Namun, Arie Sujito menjelaskan bahwa seiring menguatnya teknokrasi di tingkat daerah dan desa, terjadi kemerosotan dalam implementasi kebijakan. Ia menilai desa justru mengalami birokratisasi dan instrumentasi yang berlebihan, sementara kewenangan desa secara sistematis menguap ke level pemerintah pusat maupun pemerintah daerah dengan dalih justifikasi dan sinkronisasi administrasi keuangan.

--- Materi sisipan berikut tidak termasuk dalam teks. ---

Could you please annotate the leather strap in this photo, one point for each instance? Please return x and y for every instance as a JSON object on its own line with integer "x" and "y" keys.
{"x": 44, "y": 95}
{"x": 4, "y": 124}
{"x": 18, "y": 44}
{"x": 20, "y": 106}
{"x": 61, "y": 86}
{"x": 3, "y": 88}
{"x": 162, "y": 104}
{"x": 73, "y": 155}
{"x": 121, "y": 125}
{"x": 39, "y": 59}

Kondisi tersebut juga memunculkan fragmentasi kebijakan serta kecenderungan resentralisasi kontrol negara. Arie turut menambahkan tumpang tindih kewenangan antara Kemendagri dan Kementerian Desa telah menciptakan inefisiensi sistemik.

"Yaitu terjadi tumpang tindih program, program serupa dengan pendekatan berbeda dari dua kementerian seringkali tidak sinkron bahkan kontradiktif di lapangan, menimbulkan kebingungan birokrasi, menciptakan beban administratif berat bagi aparatur desa karena pelaporan ganda dengan format dan prosedur berbeda, dan menyebabkan inefisiensi anggaran," katanya.

Di sisi lain, Eny Kusdarini menyampaikan pemisahan kewenangan antara kementerian yang mengurus desa dan kementerian yang mengatur pemerintahan daerah telah menyebabkan tumpang tindih kebijakan dan duplikasi program.

"Desa sering diperlakukan sebagai objek pembangunan dan bukan pelaku utama tata kelola lokal. Model pendekatan birokratis dan seragam juga tidak sepenuhnya sesuai dengan realitas keberagaman desa di Indonesia," kata Eny.

Eny menambahkan solusi untuk dualisme ini dari sisi pemerintahan perlu diarahkan pada harmonisasi regulasi dan institusi yang menangani desa.

"Saat ini, kebijakan desa sering ditentukan oleh dua atau lebih kementerian berbeda, sehingga menciptakan duplikasi program dan tumpang tindih kewenangan," imbuhnya.

Eny mengusulkan sebaiknya urusan desa ditangani oleh kewenangan satu atap supaya tidak ada tumpang tindih kewenangan lembaga yang membawahi urusan desa. Di samping itu hal ini menghindari kebijakan yang parsial dan membingungkan pada implementasi di tingkat desa.

Sementara itu, Idul Rishan menyoroti persoalan persiapan pemilu lokal menyusul putusan MK Nomor 135/PUU-XXII/2024 yang memisahkan pemilihan umum nasional dan pemilihan umum lokal. Berdasarkan putusan tersebut, pemilu serentak nasional akan digunakan untuk memilih anggota DPR, DPD, serta Presiden dan Wakil Presiden. Beberapa waktu setelahnya, akan digelar pemilu serentak lokal untuk memilih anggota DPRD provinsi, anggota DPRD kabupaten/kota, serta memilih gubernur, bupati, dan wali kota.

"Tindak lanjut Putusan MK Nomor 135/PUU-XXII/2024 dilakukan dengan Perubahan UU Pemilu dan UU Pemilihan Kepala Daerah yang akan dimasukan dalam metode Kodifikasi UU Pemilu," kata Idul.

Idul Rishan menjelaskan putusan MK tersebut berimplikasi pada munculnya kekosongan masa jabatan kepala daerah. Untuk mengisi kekosongan itu, menurutnya, dapat dilakukan melalui mekanisme pengangkatan penjabat kepala daerah.

"Pilihan ini jauh lebih rasional ketimbang mengangkat pejabat definitif," ujarnya.

Sementara itu, ia menambahkan perpanjangan masa jabatan anggota DPRD selama masa transisi bertentangan dengan prinsip konstitusionalisme modern yang menekankan pembatasan masa jabatan secara tegas dan definitif.

"Kekosongan masa jabatan DPRD Provinsi/Kabupaten/Kota jauh lebih kompleks isunya. UUD mengatur secara limitatif prosedur pengisian jabatan DPRD yang hanya bisa dilakukan melalui pemilihan secara langsung," pungkasnya.